🤖 AI Summary
In safety-critical settings, continual model updating risks catastrophic forgetting or alignment drift, yet existing heuristic approaches lack formal safety guarantees. This paper introduces the first verifiable safe update framework, formulating the problem as computing the largest local invariant region in parameter space that satisfies given performance specifications. We propose a novel solution paradigm integrating abstract domain relaxation with dual optimization. Our method employs parameterized abstract domains—such as orthogonal intervals and zonotopes—to enable multi-domain parallelism, incorporation of regularization priors, and proactive use of future data—without relying on specific datasets or training algorithms. Experiments demonstrate that our approach matches or exceeds state-of-the-art heuristics in continual learning and large-language-model fine-tuning, while providing provable safety guarantees against specification violations induced by distributional shift.
📝 Abstract
Safety-critical environments are inherently dynamic. Distribution shifts, emerging vulnerabilities, and evolving requirements demand continuous updates to machine learning models. Yet even benign parameter updates can have unintended consequences, such as catastrophic forgetting in classical models or alignment drift in foundation models.
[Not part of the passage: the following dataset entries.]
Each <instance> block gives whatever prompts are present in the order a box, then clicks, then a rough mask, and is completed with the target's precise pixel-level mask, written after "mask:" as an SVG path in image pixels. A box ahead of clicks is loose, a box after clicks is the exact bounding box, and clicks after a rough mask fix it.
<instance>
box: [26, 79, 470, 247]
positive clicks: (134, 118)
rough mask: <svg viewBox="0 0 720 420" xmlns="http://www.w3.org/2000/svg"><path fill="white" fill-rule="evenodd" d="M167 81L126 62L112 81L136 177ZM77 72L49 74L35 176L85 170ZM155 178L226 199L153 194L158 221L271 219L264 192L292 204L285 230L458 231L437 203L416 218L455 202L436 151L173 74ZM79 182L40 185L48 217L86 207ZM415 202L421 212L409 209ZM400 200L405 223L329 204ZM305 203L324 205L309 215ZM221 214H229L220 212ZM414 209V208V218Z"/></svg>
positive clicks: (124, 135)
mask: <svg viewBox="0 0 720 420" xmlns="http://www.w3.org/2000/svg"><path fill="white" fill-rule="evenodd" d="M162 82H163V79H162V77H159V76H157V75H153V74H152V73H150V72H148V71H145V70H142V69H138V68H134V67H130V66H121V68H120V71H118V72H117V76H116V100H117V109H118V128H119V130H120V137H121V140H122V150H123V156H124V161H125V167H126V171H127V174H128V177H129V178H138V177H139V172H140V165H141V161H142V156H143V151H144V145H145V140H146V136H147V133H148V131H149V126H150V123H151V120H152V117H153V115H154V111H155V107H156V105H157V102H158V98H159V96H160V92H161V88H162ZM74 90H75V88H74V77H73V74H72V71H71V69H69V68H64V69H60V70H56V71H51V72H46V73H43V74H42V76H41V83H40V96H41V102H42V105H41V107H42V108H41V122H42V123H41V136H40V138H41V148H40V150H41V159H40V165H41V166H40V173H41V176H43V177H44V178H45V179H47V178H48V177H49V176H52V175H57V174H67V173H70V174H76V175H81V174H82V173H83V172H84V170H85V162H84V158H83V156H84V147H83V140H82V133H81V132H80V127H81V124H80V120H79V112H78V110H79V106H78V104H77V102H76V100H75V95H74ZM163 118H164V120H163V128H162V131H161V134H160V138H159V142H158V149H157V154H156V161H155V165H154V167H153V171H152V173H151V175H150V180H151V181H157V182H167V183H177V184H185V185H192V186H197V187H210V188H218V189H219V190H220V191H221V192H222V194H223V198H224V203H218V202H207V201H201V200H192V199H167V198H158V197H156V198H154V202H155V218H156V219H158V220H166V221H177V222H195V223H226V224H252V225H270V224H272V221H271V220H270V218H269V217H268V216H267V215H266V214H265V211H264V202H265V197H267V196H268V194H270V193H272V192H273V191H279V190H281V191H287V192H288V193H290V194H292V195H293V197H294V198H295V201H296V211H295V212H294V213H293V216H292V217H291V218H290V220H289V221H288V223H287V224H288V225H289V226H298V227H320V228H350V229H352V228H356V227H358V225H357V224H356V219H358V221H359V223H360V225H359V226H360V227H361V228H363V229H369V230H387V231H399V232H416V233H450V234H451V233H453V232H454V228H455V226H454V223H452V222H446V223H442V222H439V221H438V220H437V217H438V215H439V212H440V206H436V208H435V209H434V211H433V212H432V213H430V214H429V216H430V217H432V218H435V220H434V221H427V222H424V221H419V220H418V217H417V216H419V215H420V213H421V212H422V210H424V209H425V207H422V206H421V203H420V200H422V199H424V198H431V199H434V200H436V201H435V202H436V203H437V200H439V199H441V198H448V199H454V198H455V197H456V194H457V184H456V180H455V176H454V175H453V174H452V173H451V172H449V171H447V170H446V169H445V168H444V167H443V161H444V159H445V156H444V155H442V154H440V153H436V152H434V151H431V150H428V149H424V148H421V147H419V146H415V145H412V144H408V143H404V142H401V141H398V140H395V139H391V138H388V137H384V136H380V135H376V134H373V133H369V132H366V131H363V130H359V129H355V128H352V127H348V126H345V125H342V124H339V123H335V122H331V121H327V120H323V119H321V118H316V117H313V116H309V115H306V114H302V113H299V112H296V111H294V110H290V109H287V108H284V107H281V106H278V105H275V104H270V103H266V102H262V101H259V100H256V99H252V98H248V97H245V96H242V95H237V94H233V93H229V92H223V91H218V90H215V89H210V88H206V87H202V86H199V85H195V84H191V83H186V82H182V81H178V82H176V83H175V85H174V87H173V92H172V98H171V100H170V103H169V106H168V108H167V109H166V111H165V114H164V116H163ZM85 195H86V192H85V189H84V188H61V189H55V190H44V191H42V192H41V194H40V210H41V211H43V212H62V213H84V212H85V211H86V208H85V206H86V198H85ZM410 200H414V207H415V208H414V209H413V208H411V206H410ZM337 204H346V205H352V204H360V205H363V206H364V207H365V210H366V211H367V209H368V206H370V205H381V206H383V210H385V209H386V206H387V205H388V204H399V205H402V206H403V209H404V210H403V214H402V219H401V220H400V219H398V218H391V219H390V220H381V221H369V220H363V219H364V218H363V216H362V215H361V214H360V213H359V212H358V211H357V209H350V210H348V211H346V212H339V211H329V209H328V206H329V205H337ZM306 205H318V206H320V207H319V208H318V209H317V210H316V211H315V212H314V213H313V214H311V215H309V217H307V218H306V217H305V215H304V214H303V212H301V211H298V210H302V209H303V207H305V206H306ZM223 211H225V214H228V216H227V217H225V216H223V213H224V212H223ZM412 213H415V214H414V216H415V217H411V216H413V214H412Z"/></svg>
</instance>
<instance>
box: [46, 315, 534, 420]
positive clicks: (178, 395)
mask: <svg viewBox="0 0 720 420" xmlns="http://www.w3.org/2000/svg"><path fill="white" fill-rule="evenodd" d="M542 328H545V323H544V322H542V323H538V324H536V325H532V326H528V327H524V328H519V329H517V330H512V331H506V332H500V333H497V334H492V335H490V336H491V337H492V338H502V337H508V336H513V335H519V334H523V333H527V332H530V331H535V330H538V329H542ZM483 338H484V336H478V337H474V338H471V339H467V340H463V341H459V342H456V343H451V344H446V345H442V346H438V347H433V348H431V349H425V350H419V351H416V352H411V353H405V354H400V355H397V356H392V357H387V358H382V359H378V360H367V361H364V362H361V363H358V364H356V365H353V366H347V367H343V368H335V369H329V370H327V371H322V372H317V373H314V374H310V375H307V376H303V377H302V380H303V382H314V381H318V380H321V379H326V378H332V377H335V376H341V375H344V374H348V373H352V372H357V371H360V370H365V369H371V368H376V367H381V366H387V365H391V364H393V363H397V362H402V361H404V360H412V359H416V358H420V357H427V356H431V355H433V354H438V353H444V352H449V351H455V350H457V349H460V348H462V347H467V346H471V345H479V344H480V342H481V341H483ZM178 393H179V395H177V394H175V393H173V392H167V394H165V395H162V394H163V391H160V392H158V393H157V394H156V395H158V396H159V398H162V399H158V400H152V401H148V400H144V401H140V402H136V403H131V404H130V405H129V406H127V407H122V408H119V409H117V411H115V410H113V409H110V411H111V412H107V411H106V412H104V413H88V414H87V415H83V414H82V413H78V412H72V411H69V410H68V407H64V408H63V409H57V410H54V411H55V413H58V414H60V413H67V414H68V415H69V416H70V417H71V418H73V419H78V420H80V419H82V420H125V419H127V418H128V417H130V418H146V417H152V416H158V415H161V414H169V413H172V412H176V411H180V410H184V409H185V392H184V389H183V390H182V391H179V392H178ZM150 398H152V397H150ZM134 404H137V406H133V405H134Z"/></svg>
Existing heuristic approaches (e.g., regularization, parameter isolation) can mitigate these effects but cannot certify that updated models continue to satisfy required performance specifications. We address this problem by introducing a framework for provably safe model updates. Our approach first formalizes the problem as computing the largest locally invariant domain (LID): a connected region in parameter space where all points are certified to satisfy a given specification. While exact maximal LID computation is intractable, we show that relaxing the problem to parameterized abstract domains (orthotopes, zonotopes) yields a tractable primal-dual formulation. This enables efficient certification of updates - independent of the data or algorithm used - by projecting them onto the safe domain. Our formulation further allows computation of multiple approximately optimal LIDs, incorporation of regularization-inspired biases, and use of lookahead data buffers. Across continual learning and foundation model fine-tuning benchmarks, our method matches or exceeds heuristic baselines for avoiding forgetting while providing formal safety guarantees.